E este olhar tem consequências também sobre o primado dos valores a transmitir às gerações seguintes. Com a evolução das máquinas, poderemos descurar o ensino das tarefas mecânicas e dar mais espaço aos valores humanos: “Acho que foi Marvin Minsky, especialista em inteligência artificial, que deu origem a este debate, dizendo que a inteligência humana também significa que conseguimos viver não sabendo algo, encontramos outra forma de o fazer. Como é que vamos fazer as crianças entender compaixão, empatia e criatividade? Nada disto se aprende na escola, mas sim a viver. A visão holística é fundamental, e a ciência é apenas uma parte dela. Isto é um grande desafio para a comunidade científica, que tende a pensar que as respostas estão sempre na ciência. E ainda que ache que por vezes é verdade, é preciso ter em conta a visão holística, que será mais preponderante no futuro. Porque a ciência não vai ter limites, vamos poder inventar tudo o que quisermos.
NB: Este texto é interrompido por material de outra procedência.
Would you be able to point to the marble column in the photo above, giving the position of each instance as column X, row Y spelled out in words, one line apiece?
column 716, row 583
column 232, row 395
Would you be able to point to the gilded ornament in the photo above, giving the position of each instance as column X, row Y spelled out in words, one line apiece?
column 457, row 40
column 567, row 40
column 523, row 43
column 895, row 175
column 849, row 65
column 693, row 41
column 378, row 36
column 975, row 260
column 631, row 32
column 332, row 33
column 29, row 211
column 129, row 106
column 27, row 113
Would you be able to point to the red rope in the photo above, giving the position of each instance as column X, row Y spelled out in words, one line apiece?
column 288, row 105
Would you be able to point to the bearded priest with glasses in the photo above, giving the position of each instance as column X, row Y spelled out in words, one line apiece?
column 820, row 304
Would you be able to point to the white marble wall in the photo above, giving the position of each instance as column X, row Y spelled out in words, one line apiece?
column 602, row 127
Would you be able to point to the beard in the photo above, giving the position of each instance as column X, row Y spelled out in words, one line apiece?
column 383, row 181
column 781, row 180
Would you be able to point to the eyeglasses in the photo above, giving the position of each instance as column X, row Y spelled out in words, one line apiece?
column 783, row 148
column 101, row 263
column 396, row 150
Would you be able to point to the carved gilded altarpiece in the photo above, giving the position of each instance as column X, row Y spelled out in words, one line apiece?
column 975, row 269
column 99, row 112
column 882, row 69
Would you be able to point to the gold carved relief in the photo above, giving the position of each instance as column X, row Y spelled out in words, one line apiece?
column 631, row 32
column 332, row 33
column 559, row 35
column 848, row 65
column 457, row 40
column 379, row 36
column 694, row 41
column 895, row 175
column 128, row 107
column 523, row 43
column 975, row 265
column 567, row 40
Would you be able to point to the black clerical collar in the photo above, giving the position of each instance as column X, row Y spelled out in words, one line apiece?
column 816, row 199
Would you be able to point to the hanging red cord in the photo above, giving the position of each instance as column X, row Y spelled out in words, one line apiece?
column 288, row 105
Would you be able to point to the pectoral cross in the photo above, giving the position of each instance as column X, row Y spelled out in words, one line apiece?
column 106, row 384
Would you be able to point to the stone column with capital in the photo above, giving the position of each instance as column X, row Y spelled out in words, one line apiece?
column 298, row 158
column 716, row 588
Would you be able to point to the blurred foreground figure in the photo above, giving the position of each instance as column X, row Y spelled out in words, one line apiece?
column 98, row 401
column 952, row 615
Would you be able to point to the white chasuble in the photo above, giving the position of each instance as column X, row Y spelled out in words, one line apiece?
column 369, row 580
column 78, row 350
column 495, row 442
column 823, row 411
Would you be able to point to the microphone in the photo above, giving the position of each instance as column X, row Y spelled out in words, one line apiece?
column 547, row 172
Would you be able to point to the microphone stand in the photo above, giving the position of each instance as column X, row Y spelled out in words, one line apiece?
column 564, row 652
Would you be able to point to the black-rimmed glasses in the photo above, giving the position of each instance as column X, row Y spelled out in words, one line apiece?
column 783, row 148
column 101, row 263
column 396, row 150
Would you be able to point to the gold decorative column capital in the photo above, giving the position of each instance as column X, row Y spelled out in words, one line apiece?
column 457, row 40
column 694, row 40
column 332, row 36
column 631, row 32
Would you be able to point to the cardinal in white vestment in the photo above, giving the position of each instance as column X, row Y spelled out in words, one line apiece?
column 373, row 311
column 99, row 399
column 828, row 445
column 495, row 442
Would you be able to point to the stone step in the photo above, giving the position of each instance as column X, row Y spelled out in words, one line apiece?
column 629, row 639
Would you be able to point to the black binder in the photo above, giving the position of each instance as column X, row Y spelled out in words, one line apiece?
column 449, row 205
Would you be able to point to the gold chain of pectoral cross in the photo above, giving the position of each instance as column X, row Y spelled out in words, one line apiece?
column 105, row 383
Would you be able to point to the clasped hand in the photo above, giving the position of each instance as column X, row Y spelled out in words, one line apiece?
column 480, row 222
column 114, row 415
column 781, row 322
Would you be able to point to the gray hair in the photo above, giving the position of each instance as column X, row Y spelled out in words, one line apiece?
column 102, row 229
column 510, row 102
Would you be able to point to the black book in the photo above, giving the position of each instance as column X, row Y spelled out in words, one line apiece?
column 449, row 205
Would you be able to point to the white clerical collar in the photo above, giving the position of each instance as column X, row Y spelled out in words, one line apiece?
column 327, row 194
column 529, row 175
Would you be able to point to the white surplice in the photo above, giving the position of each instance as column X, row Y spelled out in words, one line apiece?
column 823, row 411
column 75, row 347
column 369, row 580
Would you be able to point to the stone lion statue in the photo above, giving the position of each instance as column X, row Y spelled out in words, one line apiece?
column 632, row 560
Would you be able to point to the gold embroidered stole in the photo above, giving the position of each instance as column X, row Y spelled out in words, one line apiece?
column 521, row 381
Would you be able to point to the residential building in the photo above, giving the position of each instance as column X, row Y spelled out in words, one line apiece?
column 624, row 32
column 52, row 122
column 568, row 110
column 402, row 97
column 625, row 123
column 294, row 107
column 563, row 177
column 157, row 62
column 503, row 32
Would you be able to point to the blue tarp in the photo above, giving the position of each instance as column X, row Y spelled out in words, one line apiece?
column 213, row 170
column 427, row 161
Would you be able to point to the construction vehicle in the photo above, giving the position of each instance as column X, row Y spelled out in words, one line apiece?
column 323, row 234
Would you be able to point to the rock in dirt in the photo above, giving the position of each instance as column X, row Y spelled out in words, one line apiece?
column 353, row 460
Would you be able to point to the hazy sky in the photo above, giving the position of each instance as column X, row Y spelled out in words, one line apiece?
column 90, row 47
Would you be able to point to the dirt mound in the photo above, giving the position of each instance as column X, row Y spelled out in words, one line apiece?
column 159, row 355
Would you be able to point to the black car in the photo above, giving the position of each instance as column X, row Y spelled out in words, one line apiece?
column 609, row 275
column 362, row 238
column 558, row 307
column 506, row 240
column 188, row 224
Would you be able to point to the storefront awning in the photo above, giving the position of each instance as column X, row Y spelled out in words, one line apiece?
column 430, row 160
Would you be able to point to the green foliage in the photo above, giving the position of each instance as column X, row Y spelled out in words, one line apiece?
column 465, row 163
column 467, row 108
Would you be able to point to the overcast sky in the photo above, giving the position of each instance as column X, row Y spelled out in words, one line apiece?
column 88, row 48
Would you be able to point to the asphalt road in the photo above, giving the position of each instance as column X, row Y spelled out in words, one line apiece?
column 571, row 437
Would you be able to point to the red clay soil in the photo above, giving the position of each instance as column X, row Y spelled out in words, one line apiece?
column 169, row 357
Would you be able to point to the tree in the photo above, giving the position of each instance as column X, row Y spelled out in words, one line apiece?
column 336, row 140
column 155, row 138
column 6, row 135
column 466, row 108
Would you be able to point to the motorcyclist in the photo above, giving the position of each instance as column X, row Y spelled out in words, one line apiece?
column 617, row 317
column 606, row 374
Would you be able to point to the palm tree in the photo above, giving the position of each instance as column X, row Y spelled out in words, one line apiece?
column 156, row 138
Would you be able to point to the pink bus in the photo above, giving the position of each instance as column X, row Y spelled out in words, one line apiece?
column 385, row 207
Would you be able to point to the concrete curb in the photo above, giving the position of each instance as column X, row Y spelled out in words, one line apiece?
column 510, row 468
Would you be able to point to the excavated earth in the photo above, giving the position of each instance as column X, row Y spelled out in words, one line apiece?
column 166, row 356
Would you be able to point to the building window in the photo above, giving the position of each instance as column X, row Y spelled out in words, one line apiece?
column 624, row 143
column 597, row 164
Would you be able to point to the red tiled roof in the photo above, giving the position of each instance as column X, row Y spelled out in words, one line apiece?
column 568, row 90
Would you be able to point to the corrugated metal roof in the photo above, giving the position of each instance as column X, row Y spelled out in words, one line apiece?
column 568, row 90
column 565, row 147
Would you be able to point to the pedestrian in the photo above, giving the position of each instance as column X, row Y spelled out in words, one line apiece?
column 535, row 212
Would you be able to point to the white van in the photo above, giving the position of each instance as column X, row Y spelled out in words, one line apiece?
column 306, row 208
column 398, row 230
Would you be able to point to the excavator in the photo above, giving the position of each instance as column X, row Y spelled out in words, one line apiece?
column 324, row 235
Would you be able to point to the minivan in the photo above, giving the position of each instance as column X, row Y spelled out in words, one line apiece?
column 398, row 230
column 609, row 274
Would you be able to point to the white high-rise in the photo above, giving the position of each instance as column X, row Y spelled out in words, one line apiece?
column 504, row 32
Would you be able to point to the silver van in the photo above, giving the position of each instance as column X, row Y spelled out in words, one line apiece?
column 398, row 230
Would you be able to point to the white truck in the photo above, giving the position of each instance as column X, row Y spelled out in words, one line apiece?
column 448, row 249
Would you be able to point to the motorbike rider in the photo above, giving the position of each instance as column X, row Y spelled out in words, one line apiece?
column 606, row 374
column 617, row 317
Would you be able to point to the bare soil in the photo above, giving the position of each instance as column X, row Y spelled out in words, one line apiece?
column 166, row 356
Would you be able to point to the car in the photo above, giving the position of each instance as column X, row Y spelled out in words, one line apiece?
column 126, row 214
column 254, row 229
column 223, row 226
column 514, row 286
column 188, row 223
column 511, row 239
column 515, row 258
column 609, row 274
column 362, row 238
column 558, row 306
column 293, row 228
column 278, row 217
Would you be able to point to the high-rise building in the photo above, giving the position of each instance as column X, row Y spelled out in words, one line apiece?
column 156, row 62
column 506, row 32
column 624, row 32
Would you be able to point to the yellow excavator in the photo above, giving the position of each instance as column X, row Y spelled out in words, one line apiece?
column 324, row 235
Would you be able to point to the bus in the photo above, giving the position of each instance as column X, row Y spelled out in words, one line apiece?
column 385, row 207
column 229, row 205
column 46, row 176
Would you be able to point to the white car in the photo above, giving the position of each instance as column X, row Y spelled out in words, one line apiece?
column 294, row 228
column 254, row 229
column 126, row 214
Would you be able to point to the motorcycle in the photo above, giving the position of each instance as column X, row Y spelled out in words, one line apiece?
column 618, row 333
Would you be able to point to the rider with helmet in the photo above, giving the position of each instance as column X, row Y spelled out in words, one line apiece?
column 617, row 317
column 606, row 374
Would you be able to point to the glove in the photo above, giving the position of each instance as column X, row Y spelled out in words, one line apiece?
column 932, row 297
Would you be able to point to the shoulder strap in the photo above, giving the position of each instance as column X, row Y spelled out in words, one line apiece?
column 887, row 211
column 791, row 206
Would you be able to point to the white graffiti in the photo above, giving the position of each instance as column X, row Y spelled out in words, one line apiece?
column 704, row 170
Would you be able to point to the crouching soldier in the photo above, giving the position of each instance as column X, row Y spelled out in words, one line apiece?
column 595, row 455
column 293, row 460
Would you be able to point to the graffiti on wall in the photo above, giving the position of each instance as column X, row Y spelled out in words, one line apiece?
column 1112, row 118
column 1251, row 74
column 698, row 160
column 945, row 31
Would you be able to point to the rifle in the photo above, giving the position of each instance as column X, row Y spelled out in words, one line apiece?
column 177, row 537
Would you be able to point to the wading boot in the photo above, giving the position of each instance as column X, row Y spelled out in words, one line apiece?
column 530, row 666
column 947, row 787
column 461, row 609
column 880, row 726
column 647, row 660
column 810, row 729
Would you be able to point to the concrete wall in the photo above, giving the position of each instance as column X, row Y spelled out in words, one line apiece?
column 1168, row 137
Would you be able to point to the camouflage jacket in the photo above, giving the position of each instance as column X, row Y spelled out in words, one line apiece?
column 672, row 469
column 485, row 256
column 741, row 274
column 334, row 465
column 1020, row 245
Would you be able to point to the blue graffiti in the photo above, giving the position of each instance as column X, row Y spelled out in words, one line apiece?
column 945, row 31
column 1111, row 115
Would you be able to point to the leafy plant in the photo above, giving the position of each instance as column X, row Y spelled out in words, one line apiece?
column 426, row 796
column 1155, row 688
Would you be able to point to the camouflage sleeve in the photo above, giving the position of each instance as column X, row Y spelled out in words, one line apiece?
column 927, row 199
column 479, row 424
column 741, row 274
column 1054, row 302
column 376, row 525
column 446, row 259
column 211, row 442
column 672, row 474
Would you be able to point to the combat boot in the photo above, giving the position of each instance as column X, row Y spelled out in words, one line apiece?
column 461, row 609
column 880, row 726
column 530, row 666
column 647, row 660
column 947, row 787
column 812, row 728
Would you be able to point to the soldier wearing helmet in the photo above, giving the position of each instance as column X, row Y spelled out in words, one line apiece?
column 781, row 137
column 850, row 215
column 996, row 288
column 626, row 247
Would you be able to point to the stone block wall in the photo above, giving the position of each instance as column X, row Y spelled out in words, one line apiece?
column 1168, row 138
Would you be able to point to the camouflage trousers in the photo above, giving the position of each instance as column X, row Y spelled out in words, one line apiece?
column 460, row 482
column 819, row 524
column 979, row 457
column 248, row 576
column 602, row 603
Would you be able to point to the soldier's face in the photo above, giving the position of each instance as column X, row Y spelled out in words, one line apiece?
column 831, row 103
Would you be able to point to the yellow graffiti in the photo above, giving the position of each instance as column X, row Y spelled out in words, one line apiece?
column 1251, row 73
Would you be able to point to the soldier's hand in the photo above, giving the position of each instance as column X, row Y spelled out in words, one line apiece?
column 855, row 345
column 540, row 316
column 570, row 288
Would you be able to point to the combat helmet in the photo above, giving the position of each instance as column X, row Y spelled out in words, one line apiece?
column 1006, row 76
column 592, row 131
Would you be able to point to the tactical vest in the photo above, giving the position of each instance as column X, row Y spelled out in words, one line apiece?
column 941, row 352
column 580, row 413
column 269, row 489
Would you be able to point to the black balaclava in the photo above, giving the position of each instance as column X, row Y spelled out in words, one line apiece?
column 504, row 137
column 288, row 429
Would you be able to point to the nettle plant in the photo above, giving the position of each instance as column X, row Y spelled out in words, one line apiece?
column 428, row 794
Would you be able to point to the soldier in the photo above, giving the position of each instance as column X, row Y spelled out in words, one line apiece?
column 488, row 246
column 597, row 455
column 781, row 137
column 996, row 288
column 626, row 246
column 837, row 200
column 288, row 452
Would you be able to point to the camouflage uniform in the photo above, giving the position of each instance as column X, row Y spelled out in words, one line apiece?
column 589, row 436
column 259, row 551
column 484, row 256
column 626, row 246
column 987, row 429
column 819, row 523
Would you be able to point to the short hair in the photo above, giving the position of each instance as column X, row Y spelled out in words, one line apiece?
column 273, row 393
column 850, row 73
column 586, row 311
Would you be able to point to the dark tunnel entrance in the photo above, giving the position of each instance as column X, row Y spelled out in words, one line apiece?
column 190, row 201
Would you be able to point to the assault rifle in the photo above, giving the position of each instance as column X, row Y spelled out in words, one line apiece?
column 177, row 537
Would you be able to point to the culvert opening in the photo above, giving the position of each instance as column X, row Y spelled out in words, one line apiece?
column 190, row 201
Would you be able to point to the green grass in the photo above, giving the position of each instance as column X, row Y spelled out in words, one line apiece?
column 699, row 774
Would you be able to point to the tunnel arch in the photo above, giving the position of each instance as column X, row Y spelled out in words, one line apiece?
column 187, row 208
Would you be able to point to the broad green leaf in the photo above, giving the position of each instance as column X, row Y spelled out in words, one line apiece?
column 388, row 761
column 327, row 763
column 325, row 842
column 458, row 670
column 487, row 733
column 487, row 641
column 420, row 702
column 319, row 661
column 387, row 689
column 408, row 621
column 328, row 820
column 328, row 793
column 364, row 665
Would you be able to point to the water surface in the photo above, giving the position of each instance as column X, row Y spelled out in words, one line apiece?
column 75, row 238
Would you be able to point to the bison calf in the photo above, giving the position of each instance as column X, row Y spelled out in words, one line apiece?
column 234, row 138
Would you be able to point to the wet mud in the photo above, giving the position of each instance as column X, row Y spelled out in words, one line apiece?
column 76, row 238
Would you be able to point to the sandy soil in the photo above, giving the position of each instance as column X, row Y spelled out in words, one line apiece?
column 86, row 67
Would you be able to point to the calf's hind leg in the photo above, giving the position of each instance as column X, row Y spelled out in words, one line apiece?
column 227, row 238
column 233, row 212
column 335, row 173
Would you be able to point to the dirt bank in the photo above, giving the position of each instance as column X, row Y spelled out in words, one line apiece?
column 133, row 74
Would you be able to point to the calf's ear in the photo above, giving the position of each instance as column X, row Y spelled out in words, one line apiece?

É aqui que a conversa chega a uma das mais interessantes abordagens do livro, ao repetir que “a evolução é um processo espiritual” e que precisa de um equilíbrio que neste momento não existe. “Acho que é natural para as pessoas procurarem atalhos porque é conveniente. Mas o pior é quando a conveniência se torna o princípio e o fim do raciocínio. Podemos ser mais eficientes e dar à luz numa máquina, mas será que seria humano? Temos a tendência de substituir a consciência pela conveniência. É muito mais importante ser convenientes do que sermos conscientes. E não interessa se são coisas pequenas, como o Google Maps ou assim. Quando analisamos a um nível pessoal, é desumano. O Governo tem de delimitar a fronteira entre as máquinas que elevam a humanidade e as que não — a pergunta essencial que surgiu depois de ter escrito o livro foi se é humanamente sustentável, e essa tem sido a minha preocupação.”

O seu ponto de vista ético é eminentemente humanista, por contraponto ao ideário tecnológico de Silicon Valley. Se voltarmos a colocar o acento na humanidade, se nos concentrarmos no que é bom para o ser humano, deixamos de encarar a maior produtividade e eficiência como fins em si mesmos e passamos a encarar valores mais humanos como primordiais: “Para responder à derradeira questão da tecnologia, se faz o ser humano feliz, se proporciona mais avanços para os humanos, se cria uma sociedade melhor. E se a resposta for não, devíamos pensar em não a utilizar ou em implementar algumas restrições.